Et à son humour (esprit d’escalier), voire à ses moments de déprime (spleen). Mais aussi aux problèmes techniques qui l’incitent à demander de l’aide à son copain François resté à Paris, à ses demandes précises pour que ce dernier lui expédie tant des ciseaux à ongles (courbes) que des feuilles d’amiante pour ses soudures, de la peinture noire pour repeindre sa chambre stéréoscopique, etc.

Car ces deux copains sont des fondus de photo et échangent sur la qualité de papiers pour le tirage comme sur les déclencheurs souples (…dont le caoutchouc devient cassant, dixit Alexandre).

Méthodologie et chronologie à inventer…
Bien entendu, c’est un premier jet pour mes deux amis Yvon et Hugues, je vais d’ailleurs faire une chronologie des lettres car il y a aussi du courrier de la sœur d’Alexandre aux parents de François pour un job aux P. et T. d’alors.
Et Hugues s’inquiète de ne lire que du courrier venant de Chine et rien de la première période d’Alexandre en Ethiopie…avant 1900, période traitée dans son livre qui relate l’histoire du chemin de fer construit au début du siècle dernier entre Djibouti et Addis Abeba. Et photographié par Alexandre.

- En passant, je sais désormais pourquoi ces lettres n’ont plus de timbres, passion de François… rappelée par Alexandre dans l’une d’entre elles…
Bref, c’est une histoire qui nous réunit, chacun disposant de quelques pièces d’un gigantesque puzzle qui nous donne envie d’en savoir plus.
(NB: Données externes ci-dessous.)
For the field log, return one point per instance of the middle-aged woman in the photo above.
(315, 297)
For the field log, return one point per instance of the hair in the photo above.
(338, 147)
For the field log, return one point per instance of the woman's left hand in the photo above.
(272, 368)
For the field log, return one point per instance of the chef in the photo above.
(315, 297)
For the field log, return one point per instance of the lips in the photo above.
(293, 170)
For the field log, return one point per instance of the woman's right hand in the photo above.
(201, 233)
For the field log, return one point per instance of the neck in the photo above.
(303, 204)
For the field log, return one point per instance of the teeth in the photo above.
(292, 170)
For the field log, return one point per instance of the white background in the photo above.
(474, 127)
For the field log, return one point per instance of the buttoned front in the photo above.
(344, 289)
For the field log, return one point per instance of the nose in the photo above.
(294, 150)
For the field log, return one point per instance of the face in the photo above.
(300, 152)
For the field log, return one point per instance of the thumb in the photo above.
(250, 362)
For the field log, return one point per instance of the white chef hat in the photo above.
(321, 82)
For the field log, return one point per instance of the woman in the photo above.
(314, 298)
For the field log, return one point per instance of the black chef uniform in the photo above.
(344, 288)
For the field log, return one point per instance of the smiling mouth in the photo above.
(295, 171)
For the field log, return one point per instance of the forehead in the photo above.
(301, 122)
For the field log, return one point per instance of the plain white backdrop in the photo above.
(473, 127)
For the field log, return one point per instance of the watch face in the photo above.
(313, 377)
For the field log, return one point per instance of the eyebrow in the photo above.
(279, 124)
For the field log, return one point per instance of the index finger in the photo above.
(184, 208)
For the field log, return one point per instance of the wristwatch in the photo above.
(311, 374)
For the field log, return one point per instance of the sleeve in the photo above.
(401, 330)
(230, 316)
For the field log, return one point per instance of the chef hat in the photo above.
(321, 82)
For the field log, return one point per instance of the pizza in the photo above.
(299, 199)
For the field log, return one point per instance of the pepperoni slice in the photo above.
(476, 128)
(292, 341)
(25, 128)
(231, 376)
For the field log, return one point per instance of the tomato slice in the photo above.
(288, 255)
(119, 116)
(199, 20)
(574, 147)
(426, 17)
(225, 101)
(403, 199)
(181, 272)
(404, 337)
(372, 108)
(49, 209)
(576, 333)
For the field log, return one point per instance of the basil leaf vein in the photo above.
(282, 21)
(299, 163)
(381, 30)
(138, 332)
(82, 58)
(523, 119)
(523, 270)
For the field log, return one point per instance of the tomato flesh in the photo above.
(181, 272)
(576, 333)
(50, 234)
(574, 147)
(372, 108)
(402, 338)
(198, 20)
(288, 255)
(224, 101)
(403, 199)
Tous les six mois, notre petite bande se réunit à Paris.
Si pour François, la vie a été plus brutale, celle d’Alexandre s’est achevée en 1956, information que l’obstination de Hugues a mis en évidence grâce à des recherches tous azimuts.
Bref, je profite de mon temps désormais libre (sic !) pour éplucher cette correspondance et d’autres archives photographiques, ayant perdu trop de temps ces deux dernières années.